Nous en sommes à poser des questions car la direction n'en pose aucune et ne s'en pose aucune. Elle donne l'impression d'être repartie comme avant. Nous avons quelques idées. Nous demandons, par exemple, de repasser un contrat entre tous les Français sur l'exercice de tous les pouvoirs. Nous appelons à une nouvelle Constitution et à une nouvelle République.

Comment vous situez-vous entre François Hollande et le courant du " Nouveau Monde " créé par Henri Emmanuelli et Jean-Luc Mélenchon ?
Les intéressés (de la direction et du " Nouveau Monde ") ont été dans toutes les combinaisons, depuis vingt ans, ensemble. Quelle est la crédibilité de ces affrontements ? Ils nous paraissent factices. Nous partons des angoisses et des souffrances de la population et tentons d'adopter une doctrine crédible pour convaincre à nouveau une majorité de Français de nous faire confiance.
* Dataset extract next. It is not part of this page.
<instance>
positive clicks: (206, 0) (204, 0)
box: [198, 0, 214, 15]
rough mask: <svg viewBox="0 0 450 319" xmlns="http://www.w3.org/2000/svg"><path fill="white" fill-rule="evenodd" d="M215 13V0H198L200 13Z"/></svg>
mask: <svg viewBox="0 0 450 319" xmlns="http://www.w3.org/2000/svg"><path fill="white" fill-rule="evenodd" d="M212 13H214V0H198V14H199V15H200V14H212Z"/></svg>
Si nous ne faisons pas cette démarche, nous risquons la situation à l'autrichienne, c'est-à-dire trois forces égales : droite, gauche, extrême droite. Parce que la gauche n'aura pas su se rebâtir et repartir de l'avant, la droite se sera naturellement affaissée en raison de l'impopularité à venir de sa politique et l'extrême droite tirera les marrons de ce mauvais feu.

Votre démarche est-elle une extension politique du mouvement que vous avez créé, la Convention pour une VIe République ?
La Convention pour une VIe République est en faveur d'une rupture institutionnelle et comprend presque tout le spectre politique de gauche et une partie même de droite, puisqu'il y a des hommes de l'UDF. Il est évident que je défends dans mon propre parti les propositions en faveur d'une nouvelle République.

Pourquoi vous être associé à Julien Dray (animateur de la Gauche socialiste) et Vincent Peillon (porte-parole du PS) ?
Nous reconstituons une doctrine avec des gens de toute trajectoire politique et nous recomposons ce parti en créant une force nouvelle à partir d'origines sociales, géographiques, intellectuelles et militantes différentes. Nous nous retrouvons sur des exigences de fond qui sont fortes.

Comment analysez-vous la crise du 21 avril ?
Nous l'expliquons d'abord par un système politique discrédité dans lequel la gauche s'est coulée silencieusement et a subi par contagion ce discrédit à son tour. Deuxièmement, ce sont les silences et les ambiguïtés - que nous brisons - qui ont fait beaucoup de mal à cette campagne, et qui ne font que refléter l'absence de clarté et de lisibilité des socialistes dans une société française qui a complètement changé.

Quand vous dites que le PS est ambigu, vous souhaiteriez le voir virer un peu plus à gauche ?
Non, car nous sommes à la fois de gauche et en même temps dans la réalité. Nous sommes une sorte d'objet non identifié, une chose nouvelle. Et comme toute chose nouvelle, nous sommes difficiles à caricaturer et à étiqueter. Nous sommes à la fois plus à gauche et plus modernes. Nous sommes les deux.